Exported to EPUB, the resulting pop-up notes are so unobtrusive, they can be used for other purposes. One of the most obvious would be to create Read Twice mysteries and novels. The first time, readers wouldn’t look at the notes. They’d just enjoy figuring out who the killer was. The second time, they’d read using the author’s notes to see where he dropped hints about the killer. Ditto background to fantasy tales etc.

And those wondering if the $50 a month for CC membership is worth it might either opt for a $10/month single app membership or, do what I do and layout books for other authors and publishers. A couple of hours of work each month will recoup the cost of CC membership.

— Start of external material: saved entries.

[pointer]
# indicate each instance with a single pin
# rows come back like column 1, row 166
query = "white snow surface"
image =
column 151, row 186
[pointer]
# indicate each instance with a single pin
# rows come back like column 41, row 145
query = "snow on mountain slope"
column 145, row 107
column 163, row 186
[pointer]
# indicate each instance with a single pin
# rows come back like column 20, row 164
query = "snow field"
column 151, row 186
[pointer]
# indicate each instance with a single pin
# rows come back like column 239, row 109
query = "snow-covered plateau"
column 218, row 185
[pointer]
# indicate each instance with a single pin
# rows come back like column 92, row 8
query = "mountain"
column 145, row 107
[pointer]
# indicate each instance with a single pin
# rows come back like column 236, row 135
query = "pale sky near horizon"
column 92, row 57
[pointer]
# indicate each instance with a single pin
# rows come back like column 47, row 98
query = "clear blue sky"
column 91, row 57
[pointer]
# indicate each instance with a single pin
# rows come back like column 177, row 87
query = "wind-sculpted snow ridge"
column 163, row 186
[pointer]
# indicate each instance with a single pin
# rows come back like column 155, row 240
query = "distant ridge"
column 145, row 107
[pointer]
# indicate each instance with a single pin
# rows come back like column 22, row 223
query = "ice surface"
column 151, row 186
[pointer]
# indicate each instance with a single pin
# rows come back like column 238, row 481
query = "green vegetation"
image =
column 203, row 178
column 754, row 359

Here’s where you can find more details about joining Creative Cloud:

There is a one-month free trial.

The plus of using ID-CC is that it can already create marvelously looking print documents and Adobe is making it easier and easier to create digital documents from that same document. I can tweak a printed version of my printed version of my book so ID is creating a high-quality EPUB version is about half an hour. Time saved like that can easily cover the cost of membership.

And my work flow is to write in Scrivener until the document no longer needs major editing. I then place it into InDesign, where I edit and lay it out. It’s actually not that hard to edit in InDesign and I can apply tweaks so that chapters don’t waste pages by wrapping just a few sentences onto the last page. It’s actually nice to edit in what looks like the final printed version.

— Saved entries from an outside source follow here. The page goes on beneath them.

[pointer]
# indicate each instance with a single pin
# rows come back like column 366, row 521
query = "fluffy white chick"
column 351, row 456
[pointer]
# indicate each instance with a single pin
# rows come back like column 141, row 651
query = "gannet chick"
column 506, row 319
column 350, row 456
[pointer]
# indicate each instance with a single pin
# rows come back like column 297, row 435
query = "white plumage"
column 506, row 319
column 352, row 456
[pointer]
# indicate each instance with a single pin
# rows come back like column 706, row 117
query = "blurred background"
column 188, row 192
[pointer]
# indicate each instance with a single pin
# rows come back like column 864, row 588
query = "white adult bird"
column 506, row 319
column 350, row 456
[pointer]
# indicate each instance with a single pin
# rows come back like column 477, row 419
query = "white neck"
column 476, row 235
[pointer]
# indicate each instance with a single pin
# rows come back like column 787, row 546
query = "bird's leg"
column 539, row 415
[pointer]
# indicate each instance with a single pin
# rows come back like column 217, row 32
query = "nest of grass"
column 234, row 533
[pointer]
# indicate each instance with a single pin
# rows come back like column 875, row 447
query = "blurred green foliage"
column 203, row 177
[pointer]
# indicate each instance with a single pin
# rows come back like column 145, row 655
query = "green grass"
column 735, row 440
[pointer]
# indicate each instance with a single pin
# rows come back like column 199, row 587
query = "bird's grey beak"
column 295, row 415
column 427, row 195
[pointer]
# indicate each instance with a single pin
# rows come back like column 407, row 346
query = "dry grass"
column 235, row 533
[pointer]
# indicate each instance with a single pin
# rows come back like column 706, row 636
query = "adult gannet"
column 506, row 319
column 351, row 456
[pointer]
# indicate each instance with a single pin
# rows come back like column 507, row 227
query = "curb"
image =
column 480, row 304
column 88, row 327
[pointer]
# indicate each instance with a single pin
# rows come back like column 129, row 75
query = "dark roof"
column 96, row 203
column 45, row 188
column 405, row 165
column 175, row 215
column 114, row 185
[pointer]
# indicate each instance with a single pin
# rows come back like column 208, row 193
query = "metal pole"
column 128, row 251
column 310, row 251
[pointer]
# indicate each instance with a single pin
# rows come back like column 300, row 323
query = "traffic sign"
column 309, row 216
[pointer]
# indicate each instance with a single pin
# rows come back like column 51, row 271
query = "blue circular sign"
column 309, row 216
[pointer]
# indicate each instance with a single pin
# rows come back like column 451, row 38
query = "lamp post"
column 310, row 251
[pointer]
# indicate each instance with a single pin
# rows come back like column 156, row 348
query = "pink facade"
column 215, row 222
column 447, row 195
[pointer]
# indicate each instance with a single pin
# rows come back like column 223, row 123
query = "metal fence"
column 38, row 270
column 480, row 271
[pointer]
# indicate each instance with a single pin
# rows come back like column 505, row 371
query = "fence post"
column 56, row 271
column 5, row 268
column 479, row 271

–Michael W. Perry, Inkling Books, Auburn, AL

More details about the update at Creative Pro: … oud-update

And a description of the Typekit improvements at InDesign Secrets: … cc-9-2.php

Terry White has an excellent look at all the CC updates, including that to InDesign here: … design-cc/

Ah, they’re calling it version 9.2. No more huge 9.0 to 10.0 jumps. Yeah!


David Bergsland is a very experienced author and publisher. When I read his review of the latest update to InDesign, I thought it was detailed for a just-out upgrade. How did he find out so much, so fast, I asked. … sign-cc9-2

It turns out that he’d been a beta-tester and already has a quite reasonably priced 474-page book on the new version, one that pays particular attention to its ePub abilities: … 149520023X

If you’re using ID, you might want to get it. I plan to do so. Time saved could cover the cost.

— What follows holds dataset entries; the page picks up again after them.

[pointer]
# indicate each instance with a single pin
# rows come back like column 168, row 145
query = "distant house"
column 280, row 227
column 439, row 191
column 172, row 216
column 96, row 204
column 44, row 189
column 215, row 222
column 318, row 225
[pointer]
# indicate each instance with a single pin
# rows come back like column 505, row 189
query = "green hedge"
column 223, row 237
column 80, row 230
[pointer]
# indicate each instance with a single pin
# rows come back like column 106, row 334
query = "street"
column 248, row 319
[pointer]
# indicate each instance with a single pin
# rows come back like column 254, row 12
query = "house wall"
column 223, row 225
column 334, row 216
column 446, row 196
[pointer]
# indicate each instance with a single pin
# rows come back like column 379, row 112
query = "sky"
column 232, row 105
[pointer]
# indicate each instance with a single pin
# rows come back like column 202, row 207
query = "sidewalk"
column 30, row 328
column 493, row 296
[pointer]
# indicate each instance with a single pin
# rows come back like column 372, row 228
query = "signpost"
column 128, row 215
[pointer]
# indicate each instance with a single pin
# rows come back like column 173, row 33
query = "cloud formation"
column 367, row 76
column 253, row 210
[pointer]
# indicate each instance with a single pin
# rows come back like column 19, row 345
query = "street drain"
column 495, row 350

And if you can’t afford Adobe’s $50/month for all their apps plan, you might want to look into their $20/month plan for just InDesign. Get the best of both worlds. Write in Scrivener and do your final editing and layout in InDesign for something that can look really good in print or digital.

And yes, ID has a steep learning curve, but once you get past that, you’ll find its power will save you a lot of time. For instance, if you’ve got a lot of web page links in your book, ID will automatically check each to make sure it’s a valid length. That can save hours and hours of labor. And managing links to graphics inside ID is marvelous easy.